The need for prediction such as ML is ever more necessary in rural healthcare systems as they do not receive the same attention as urban areas [14]. This research addresses that gap by introducing ML at a rural community hospital and making the community hospital more independent instead of relying on publicly available models/methods. This pilot study is also unique by using global agnostic methods at the rural community hospital for interpretation instead of using traditional interpretable prediction models such as general linear models and decision tree [67]. Future research built from this pilot study should focus on predicting other surgical outcomes such as discharge disposition and 90-days readmission rate [4]. Also, with Medicare’s recent removal of TJR surgeries from the inpatient list, future research from this pilot study should focus on developing a LOS prediction model to determine “inpatient” vs “outpatient” status for TJRs performed at rural hospitals [12].

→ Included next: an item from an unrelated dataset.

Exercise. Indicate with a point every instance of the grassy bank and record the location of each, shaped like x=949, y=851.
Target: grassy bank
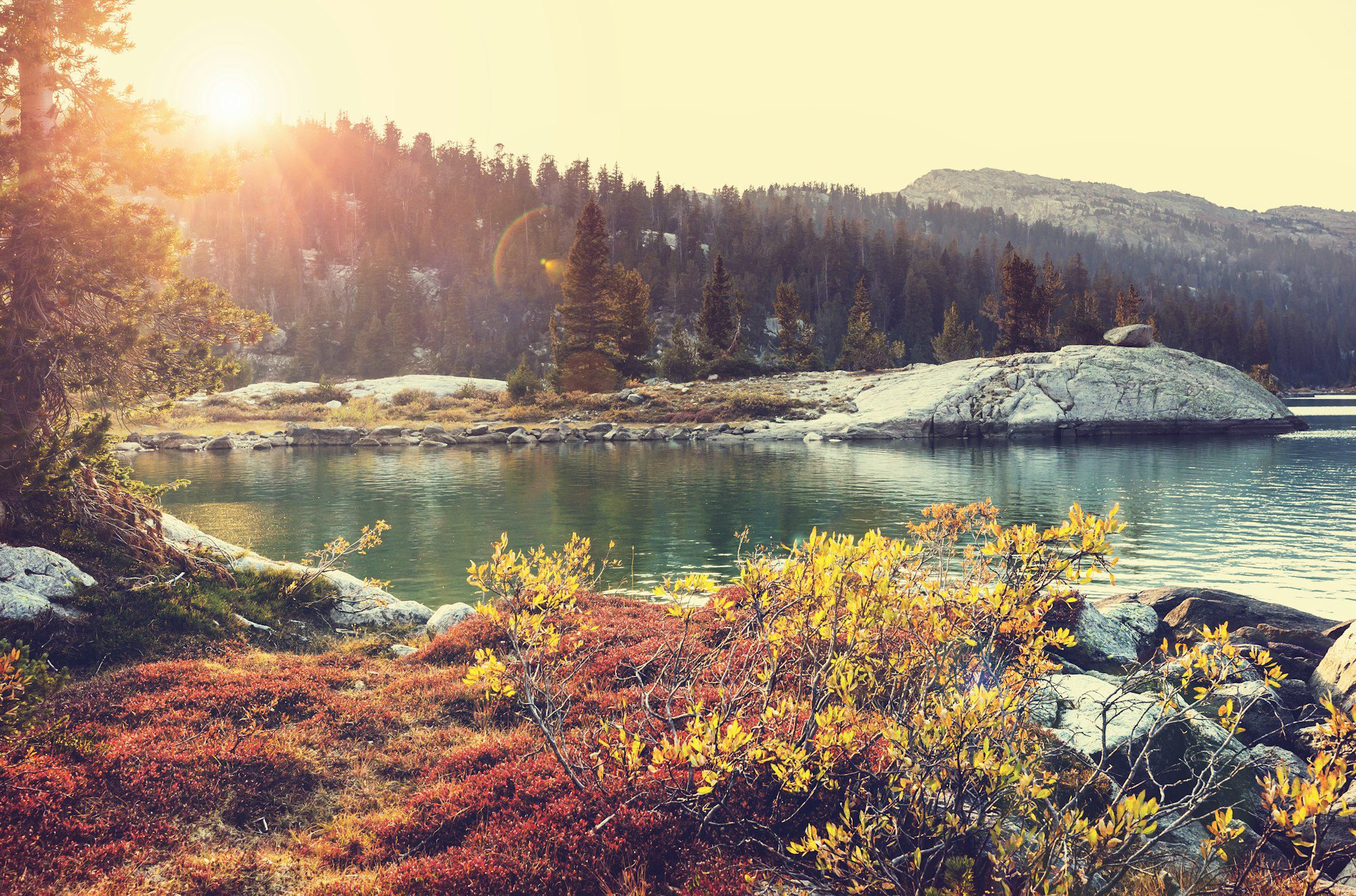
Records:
x=763, y=399
x=341, y=772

Limitations in this pilot study include using only the RF model for prediction. Further research is on the way to applying different ML models such as Neural Networks, Boosted Trees, and Support Vector Machine (SVM) to discover how well they perform on these surgical data sets compared to RF. Second, the study used only a five-month duration (from August 2020 to December 2020) data with a very small sample size for the ML modeling. Yearly data with a high sample size (n > 1000) could have accounted for a better prediction, validation, and more robust interpretation. Third, the study was retrospective which may contain data collection biases that could alter the results and key findings [88]. Fourth, the testing data contained only 31 patients. More testing and validation data is required to confirm the developed model’s validity. Finally, this study was performed at a community hospital located in a micro-statistical area (with a population size less than 50,000). The results from this pilot study may not be generalizable to more rural places (e.g., with a population of less than 10,000).

Conclusion

Delivering quality surgical care to TJR patients is a challenge to many US hospitals located in rural areas. Predicting LOS in surgery is an important factor as it helps rural hospitals deliver quality surgical service, ensure patient safety, and plan for resources such as inpatient beds. This research explored how a publicly available model (NSQIP) was not an ideal model to predict LOS after a TJR procedure performed at PSH implemented community hospital. Instead, a customized machine learning model–random forest–delivered more accurate LOS predictions despite the limited data available in rural surgical systems. Further, the random forest model also provided a better interpretation by ranking the important independent variables and illustrating its relationship against LOS. The pilot study is first of its kind to use ML at PSH incorporated rural surgical system to predict patient LOS. Results from this pilot study will contribute to helping rural surgical care by reducing LOS while improving patient satisfaction.

Acknowledgments

This research would not have been possible without the help of patients and clinicians of Bozeman Deaconess Hospital.